Most Viewed Stories
MHS grads are doctorate candidates
Several Porterville students attending the University of the Pacific’s Thomas J. Long School of Pharmacy and Health Sciences have one thing in common — four are candidates for a doctorate of pharmacy degree with the Class of 2013, the fifth student graduated in May.
But what makes it interesting is that the students learned they were all Monache High School alumni — after beginning the program.
The group of five — Chintah Shah, the only MHS 2007 graduate amongst the group, and Janice Guzman, Jennifer Rodriguez, Michael Conner and Carly Ranson, all 2005 MHS graduates — were not close friends in high school and all went separate ways following graduations.
Guzman headed for UC Merced, Rodriguez to Porterville College before transferring to California State University Bakersfield, and Ranson to PC and Fresno State.
Conner and Shah entered the six-year pre pharmacy program, but two years apart. They met in the undergraduate program at UOP. Conner also said he knew Rodriguez was heading to the Thomas J. Long School of Pharmacy and Health Sciences from his mother since both of their mothers work together. But he was not aware of the rest.

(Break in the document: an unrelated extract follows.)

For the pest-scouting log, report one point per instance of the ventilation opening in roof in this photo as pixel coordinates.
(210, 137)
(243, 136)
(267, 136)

“I had heard rumors when I first got in that there were other Monache students,” Ranson said. “Then they all started showing up. It was exciting. Three of us sat in class together.”
By 2010 — the school had five Porterville residents — all of them graduates of Monache High.
“We were all pretty shocked,” Rodriguez said.
Before they knew it, all five began hanging out and helping each other out.
“We called ourselves ‘559 Reps.’ It was good for our morale,” Shah said. “We were a team unit. We started taking our picture together.”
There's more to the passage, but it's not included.